Additional thoughts: There is currently no capability to show where a particular document moves
during such reclustering. This would help with fine analysis. Also there is no animation of the
transition, which might help the user follow the path of particular documents of interest.
- Image 2.6:
- Insight 2.6:
IN-SPIRE also allows multiple kinds of queries to let users explore interactions among word
presence, thematic similarity, and time trends. To run a Boolean query, users open the query
tool, select the scope, and type in the query text. They can make a group from the result. They
can also combine multiple groups. Here we have made groups of documents that contain particular
words related to popular themes indicated by the labels, separated by whether the documents are
InfoVis papers or references. If we click on a group, the member documents are shown in the group
color in the Galaxy. In the video, we highlight the different groups, noting that some query
groups are more distributed around the Galaxy, such as evaluation, while others are more
concentrated, such as the query groups on trees and on algorithms. This shows the correspondence
between documents that contain particular words (query group members) and documents with thematic
similarity (clusters). It suggests that documents containing the word "trees" tended to be
thematically similar to each other, while documents containing the word "evaluation" tended to cover
a variety of additional themes. We can also look at these groups over time. In one mode, the time
slicer shows all the selected groups stacked to represent their portion of the whole time segment.

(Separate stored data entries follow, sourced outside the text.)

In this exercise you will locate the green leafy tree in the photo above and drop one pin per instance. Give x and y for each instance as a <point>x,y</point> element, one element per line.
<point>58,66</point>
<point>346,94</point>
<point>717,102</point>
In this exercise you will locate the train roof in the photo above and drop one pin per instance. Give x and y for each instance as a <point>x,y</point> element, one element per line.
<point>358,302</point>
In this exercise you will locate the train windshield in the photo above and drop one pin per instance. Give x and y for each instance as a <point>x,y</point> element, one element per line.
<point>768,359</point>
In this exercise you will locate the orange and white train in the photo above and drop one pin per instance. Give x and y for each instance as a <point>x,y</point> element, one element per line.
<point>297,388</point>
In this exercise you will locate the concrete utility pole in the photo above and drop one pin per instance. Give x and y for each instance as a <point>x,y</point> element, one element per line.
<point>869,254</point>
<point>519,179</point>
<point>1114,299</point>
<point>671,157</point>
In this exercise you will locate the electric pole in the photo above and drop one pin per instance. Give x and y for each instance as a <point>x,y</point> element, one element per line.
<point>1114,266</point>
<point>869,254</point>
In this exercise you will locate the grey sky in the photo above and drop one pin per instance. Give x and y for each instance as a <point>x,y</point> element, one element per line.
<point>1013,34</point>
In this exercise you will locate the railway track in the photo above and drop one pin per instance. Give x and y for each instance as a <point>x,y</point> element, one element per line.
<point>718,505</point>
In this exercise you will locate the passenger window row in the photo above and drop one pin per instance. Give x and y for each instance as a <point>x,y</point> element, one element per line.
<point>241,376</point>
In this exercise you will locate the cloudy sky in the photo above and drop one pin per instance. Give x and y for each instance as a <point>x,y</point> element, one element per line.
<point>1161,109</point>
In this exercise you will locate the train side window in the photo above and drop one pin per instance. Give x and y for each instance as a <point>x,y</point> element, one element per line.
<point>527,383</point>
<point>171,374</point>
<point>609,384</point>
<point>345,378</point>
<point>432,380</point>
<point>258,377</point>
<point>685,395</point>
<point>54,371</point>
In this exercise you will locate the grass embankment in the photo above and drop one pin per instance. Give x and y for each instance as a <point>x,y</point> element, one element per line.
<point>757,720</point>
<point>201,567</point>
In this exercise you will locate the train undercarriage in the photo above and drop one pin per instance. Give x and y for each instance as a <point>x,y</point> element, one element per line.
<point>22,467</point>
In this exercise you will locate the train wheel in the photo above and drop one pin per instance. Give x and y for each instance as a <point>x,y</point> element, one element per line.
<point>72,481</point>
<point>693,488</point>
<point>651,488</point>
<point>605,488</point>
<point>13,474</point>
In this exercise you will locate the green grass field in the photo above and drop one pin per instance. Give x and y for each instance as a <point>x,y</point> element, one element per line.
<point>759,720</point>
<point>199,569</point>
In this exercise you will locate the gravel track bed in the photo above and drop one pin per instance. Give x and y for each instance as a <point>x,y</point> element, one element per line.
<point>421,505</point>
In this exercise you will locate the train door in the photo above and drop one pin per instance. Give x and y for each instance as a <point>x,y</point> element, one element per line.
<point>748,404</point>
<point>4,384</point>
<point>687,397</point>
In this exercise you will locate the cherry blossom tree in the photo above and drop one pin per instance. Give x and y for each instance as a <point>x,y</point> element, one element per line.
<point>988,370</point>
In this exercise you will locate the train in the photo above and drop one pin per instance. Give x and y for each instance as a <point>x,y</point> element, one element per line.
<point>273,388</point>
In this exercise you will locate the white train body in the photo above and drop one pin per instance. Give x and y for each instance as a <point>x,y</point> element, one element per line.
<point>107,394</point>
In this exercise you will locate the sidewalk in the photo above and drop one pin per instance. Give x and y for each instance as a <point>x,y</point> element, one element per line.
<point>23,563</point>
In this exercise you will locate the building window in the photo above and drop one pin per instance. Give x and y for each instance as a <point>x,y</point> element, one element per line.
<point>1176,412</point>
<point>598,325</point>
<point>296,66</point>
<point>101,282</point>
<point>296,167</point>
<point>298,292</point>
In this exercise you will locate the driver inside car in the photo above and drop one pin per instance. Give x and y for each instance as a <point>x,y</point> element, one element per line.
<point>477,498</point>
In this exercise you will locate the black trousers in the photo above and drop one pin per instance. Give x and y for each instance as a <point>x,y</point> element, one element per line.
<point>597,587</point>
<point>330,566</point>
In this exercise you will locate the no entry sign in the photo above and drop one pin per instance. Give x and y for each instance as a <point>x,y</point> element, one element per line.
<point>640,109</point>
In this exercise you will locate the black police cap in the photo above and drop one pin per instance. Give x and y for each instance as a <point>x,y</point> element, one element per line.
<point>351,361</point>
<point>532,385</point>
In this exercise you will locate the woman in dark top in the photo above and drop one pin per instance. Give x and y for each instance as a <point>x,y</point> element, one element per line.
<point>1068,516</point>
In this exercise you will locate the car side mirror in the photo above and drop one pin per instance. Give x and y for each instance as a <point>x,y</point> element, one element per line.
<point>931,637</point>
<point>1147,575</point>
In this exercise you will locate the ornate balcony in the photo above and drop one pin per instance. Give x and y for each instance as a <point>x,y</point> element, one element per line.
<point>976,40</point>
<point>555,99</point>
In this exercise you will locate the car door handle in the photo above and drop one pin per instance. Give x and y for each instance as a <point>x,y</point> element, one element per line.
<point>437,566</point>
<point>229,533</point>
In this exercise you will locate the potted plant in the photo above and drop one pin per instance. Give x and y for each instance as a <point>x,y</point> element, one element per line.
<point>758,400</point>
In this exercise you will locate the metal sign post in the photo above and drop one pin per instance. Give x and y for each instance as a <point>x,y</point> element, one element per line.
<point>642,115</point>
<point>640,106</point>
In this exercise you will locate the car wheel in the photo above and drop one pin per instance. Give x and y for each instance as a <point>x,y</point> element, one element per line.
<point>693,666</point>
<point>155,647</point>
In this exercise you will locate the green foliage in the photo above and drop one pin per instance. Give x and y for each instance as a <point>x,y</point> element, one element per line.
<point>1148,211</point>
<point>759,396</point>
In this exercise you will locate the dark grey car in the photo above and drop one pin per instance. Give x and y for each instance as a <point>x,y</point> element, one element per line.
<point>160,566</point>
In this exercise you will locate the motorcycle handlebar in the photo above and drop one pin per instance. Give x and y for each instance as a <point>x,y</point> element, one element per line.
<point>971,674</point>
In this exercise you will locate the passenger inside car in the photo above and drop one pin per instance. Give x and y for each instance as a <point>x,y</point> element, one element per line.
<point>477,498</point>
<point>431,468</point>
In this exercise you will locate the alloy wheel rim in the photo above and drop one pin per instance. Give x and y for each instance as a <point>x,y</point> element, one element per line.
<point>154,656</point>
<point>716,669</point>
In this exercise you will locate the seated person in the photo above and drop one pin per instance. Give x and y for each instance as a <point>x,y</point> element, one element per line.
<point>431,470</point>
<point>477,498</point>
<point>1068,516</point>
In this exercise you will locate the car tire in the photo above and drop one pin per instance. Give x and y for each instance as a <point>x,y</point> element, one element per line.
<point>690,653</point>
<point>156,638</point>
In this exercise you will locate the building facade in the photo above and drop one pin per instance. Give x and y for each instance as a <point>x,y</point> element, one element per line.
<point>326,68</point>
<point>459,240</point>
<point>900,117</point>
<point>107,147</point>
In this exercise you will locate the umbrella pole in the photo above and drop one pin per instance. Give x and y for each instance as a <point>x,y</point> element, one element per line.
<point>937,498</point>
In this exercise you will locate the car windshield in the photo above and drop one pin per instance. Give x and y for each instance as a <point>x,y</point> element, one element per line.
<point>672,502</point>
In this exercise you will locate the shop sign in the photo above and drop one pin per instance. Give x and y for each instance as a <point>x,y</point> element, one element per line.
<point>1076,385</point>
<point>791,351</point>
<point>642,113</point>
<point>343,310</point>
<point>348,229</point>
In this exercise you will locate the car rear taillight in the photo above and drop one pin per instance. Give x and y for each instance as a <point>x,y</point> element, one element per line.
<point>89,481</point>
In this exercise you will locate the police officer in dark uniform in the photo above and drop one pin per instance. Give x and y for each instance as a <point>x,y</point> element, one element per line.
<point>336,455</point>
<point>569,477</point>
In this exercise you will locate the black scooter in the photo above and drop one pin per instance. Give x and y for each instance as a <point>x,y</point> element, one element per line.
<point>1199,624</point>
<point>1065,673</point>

In the alternate mode, it separates out each group to allow more detailed analysis of the individual
trends. For example, we see here that the tree papers group grows over time while the query groups
decrease. (Please see video for interaction details.)
Additional thoughts: As the utility of groups has increased, we have needed to continually look at
the flexibility and ease of interaction. There is currently no easy way to cross-compare sets of
groups, such as to compare all theme groups to all publication sources.